The Adventures of Netman

Tuesday, October 25, 2011

(Mis)Adventures in Networking

EDIT: Whoops! I never published this blog post.

Wow, it's been a while since my last post. Anyway, if you were looking for an example of Murphy's law, I've got one for you.

We had 2 simple goals: upgrade our internet service and bring up our new WAN connections. This adventure starts on Tuesday, April 19, 2011.

Background:

In the city where I work, we are really locked into our choice of providers. Because of the city's infrastructure, we have 2 options: the incumbent telecom provider and the local cable company who has no interest in providing service to us.

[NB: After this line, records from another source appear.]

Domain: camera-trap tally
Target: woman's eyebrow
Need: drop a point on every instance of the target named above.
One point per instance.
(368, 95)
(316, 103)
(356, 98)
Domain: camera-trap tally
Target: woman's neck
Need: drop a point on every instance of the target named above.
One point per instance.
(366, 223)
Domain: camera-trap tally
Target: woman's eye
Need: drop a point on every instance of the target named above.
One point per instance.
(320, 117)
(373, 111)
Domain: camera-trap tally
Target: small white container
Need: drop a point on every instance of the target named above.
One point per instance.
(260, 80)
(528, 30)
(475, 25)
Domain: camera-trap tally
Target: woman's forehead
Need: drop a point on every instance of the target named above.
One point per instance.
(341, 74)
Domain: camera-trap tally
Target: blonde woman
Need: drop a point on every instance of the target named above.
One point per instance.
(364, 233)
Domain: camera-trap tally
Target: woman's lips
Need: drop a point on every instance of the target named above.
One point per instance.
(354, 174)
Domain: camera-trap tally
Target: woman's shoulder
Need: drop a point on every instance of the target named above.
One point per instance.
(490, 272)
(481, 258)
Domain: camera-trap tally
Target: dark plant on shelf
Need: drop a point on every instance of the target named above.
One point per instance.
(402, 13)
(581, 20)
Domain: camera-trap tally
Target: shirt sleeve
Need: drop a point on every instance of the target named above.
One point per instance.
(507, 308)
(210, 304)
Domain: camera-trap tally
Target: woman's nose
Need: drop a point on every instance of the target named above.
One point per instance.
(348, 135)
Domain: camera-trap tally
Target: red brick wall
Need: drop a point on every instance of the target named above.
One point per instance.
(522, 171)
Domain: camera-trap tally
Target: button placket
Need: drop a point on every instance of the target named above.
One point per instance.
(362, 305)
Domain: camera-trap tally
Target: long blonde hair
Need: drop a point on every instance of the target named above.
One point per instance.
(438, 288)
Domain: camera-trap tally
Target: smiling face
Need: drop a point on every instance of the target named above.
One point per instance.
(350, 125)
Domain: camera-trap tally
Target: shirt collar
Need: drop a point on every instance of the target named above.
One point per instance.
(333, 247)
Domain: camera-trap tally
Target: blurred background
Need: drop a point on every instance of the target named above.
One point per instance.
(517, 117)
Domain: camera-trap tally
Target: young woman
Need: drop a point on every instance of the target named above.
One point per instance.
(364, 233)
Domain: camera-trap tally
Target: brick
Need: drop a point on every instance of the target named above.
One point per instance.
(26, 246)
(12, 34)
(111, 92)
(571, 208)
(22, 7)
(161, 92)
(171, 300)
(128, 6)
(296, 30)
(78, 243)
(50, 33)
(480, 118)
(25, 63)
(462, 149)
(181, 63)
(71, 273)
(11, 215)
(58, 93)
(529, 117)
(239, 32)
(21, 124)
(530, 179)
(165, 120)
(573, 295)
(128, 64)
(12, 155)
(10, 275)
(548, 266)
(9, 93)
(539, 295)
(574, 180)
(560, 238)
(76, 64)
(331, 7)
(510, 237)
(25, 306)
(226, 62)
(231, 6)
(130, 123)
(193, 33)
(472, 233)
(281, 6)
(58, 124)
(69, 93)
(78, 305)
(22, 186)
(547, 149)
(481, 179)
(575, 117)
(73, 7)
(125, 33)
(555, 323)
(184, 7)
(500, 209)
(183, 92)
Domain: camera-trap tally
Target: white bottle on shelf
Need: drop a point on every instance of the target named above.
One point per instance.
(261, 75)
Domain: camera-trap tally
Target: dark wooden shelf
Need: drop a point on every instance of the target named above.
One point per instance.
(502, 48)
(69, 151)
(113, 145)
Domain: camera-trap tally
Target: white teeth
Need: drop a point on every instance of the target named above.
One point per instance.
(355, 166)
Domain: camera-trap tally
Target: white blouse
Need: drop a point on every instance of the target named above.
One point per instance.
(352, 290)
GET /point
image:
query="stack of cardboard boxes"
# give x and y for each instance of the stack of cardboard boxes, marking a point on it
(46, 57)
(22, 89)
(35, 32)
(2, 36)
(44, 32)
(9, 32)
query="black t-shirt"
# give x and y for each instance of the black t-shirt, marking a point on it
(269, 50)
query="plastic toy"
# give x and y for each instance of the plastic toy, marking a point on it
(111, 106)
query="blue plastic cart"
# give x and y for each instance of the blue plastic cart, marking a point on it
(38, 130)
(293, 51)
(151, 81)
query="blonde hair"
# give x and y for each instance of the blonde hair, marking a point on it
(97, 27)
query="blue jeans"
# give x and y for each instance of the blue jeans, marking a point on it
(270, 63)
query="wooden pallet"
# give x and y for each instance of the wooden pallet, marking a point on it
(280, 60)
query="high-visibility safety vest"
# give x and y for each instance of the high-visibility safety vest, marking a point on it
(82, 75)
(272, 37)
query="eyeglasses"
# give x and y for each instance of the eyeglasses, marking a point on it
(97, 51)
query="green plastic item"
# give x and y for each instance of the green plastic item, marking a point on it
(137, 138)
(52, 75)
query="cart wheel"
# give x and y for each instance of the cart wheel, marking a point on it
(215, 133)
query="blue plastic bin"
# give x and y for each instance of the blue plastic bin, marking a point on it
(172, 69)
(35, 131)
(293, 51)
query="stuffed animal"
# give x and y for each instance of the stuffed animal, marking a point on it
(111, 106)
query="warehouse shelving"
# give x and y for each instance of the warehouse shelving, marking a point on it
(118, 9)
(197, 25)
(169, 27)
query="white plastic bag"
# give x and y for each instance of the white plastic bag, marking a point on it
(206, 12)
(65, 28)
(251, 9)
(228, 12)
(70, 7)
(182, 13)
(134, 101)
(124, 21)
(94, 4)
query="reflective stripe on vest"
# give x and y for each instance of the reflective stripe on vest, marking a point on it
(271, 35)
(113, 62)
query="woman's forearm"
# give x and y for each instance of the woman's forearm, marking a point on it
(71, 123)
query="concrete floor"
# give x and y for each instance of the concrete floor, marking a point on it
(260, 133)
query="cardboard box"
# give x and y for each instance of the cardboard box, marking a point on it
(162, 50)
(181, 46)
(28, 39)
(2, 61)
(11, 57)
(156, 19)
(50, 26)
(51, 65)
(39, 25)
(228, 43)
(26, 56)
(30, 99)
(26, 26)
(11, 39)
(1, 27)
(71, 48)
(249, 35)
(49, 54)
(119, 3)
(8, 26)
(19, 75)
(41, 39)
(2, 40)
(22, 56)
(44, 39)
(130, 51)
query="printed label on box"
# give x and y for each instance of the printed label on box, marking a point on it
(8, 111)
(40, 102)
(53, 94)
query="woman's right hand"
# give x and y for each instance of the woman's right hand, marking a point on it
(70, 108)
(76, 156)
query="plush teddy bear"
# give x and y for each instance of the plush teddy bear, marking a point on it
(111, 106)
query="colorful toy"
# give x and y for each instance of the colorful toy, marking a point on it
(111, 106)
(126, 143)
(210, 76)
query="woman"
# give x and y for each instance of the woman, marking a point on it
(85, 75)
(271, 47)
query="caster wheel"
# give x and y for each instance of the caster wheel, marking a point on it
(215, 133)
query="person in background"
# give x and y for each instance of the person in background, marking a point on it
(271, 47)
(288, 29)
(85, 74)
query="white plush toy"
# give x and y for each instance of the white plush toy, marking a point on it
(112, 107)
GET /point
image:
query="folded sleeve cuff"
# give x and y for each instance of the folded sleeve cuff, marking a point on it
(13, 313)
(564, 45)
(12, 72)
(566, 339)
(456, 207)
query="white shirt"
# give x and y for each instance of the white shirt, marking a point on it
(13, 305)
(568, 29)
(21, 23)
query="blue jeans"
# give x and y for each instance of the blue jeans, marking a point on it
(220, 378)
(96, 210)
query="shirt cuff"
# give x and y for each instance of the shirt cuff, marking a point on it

This install is an upgrade to our existing service and also a relocation to another building. It was originally supposed to take place last November. As we were ramping up for the install, we discovered that my former boss didn't place the order. (This after I received a couple of phone calls asking why we were requesting service at 2 sites during the summer.) After a couple of angry phone calls to the telco rep, the order was placed. We were given an install date in early February. A week before the date arrived I sent my weekly pester the project manager email and was told that they were having "unforseen issues and would be unable to meet the date." (According to the rep, they ran out of capacity) The date they gave me was in June. Called the rep, explained to him how this was unacceptable and that I was going to recommend that we take action to terminate our existing contracts. He was then able to get us a March date. As we got close to the March date, we were told that date was only for our end of the connection and it would take a few weeks more to get the other end installed. Finally in late March, we were told that everything was in place and we looked at the calendar to find a suitable date that wouldn't cause too much disruption. We decided on spring break week since the majority of our employees were off anyway.

Tuesday Afternoon:
I met with an engineers from my ISP and my integrator to go over the connections and site prep prior to the installation. He checked the configuration on the router as it was shipped and made some changes/corrections. He made a call to try to bring up the connection, even though it wouldn't be routing any traffic at that point - just to make sure everything was good on the telco end. After spending some time on hold and talking to several people, he was told that our appointment wasn't until 9:00 the next morning and there was nothing that could be done until then. I found this rather entertaining since he works for the same company. While he was doing this the integrator and I busied ourselves with racking switches, connecting cables, checking connections, etc. A couple of hours later we went over our game plan for installation and left for the day.

Wednesday Morning:
We met at the appointed time and set out to make magic!! Our enthusiasm was soon dashed when we couldn't get a link to the demark. We did the usual switch the polarity of the cables, trying new/different cables, trying different SFP modules, nothing was working. At some point during we noticed that we didn't have a link light on the WAN router either - but the connection was up and passing traffic. The ISP engineer continued to work with the telco side to try to troubleshoot the issue.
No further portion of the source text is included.